Monday 11 February 2013

Expert Group Feedback


Some of the Expert Group Comments from a Preview Screening of Becoming Bodies, 7th February 2013: 

An extremely interesting and very well put together film…Interwoven…with paths that took us on visual and audio journeys…your woven patchwork of sound and image were both beautiful and engaging.
Allan Edwards, National Theatre

I liked the juxtaposing of the questioning dancers and the affirmative scientific voices… I personally liked the fact that you were able to address the idea of scientific ‘truth’. I also liked your treatment of what constitutes a body – where does it begin and end. And, I appreciated the broader questioning of certainty -sex/ gender etc. Becoming Bodies, I believe will provoke discussions on many levels and along many different lines.
Claire Neesham, Science-Art Writer and Editor

Moved beyond words.
Marina Rova, Dancer, Choreographer, Dance Movement Psychotherapist

It’s a different way for me of working as often I’m going in to learn steps or I’ve gone in where someone has an idea and I’ve improvised, in an embodied but different way. My emotional body isn’t connected in the same sense. On this level for me, it was a bringing together of lots of different bodies and so my historical…the historical body that is behind me and with me was very present in the process.
Jason Keenan-Smith, Dancer (in the film), Choreographer

An interesting and moving piece.
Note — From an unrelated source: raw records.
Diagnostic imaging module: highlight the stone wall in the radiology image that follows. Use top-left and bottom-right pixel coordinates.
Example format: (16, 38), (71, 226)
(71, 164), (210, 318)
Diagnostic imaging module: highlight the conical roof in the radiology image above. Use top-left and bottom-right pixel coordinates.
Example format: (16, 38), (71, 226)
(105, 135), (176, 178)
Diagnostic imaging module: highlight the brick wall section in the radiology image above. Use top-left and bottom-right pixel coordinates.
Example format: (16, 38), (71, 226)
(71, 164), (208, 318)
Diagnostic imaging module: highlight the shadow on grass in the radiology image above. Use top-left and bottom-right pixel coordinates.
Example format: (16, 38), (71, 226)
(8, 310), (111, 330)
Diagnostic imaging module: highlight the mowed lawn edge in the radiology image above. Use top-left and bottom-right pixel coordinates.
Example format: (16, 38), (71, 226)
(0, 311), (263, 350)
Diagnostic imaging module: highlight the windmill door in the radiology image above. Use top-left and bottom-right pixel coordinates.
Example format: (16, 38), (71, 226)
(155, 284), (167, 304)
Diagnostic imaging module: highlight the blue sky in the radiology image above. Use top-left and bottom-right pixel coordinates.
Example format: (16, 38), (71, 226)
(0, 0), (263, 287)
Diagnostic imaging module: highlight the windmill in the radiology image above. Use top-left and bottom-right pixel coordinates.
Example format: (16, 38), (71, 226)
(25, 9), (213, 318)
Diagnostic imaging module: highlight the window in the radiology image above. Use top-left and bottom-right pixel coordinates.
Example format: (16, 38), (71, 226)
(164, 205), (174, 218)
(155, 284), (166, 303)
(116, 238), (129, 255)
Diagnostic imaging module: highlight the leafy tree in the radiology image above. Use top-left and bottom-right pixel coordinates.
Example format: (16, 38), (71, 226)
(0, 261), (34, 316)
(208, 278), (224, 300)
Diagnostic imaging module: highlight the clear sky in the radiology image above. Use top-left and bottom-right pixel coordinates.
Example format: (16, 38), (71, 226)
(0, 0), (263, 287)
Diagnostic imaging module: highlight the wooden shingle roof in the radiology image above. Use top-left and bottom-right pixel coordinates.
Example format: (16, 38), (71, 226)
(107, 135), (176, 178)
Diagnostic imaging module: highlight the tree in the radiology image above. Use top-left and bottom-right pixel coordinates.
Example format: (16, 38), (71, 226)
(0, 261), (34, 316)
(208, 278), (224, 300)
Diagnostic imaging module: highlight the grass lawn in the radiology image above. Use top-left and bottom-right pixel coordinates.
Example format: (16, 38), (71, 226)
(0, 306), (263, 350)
An interesting exploration of the illusion of the self.
Dr Keon West, Psychologist

For me the entering in point in the film, starting with death and starting with death inside a cell, inside a molecular level was such a beautiful entering in point and so expansive and so ‘big picture’ and right up close. While I was watching; sensations kicking off around my body and I could feel the floor under my toes and I could smell metal, lots and lots of body sensations whilst watching the film.
Gill Lyon, Dancer, Dramatherapist

I think that everybody is so willing to accept truth from scientists...but I like the way that you’ve played with that.
Jon Silas Cognitive Neuroscience

…It raises a lot of intertextual questions …these are aesthetic questions and they are also political questions….it was very stimulating!
Dr Anna Seymour, Dramatherapist

…There’s a kind of cinematic beauty but also an underlying philosophical point about how we’re all sort of broken and I really like that. It’s kind of bleak, but I like bleak. Brilliant.
Dr Lewis Goodings, Social Psychologist

For me, the content is rich and to get it on one hit is almost not enough! You almost need to go back and revisit quite a few times and pick out some of the themes that you kind of want to indulge in and just kind of think about it a bit more. Just go back and pour over it, like a good book.
Neil Max Emmanuel, Illustrator, Motion Graphics Designer

I’m just really struck by all the layers. It’s really going on a journey of layers where I’m being kind of asked…it’s sort of all the different levels of engagement that are called upon in the watching of it. It’s incredible… very stimulating.
Henri Seebhom, Dramatherapist

I was impressed at how text, dance and music are integrated into one. Also, it travelled past, present and future.
Takehsi Matsumoto, Dancer (in the film), Dance Movement Psychotherapist

Very Real and raw. Amazed at what could be captured and contained in 35 mins.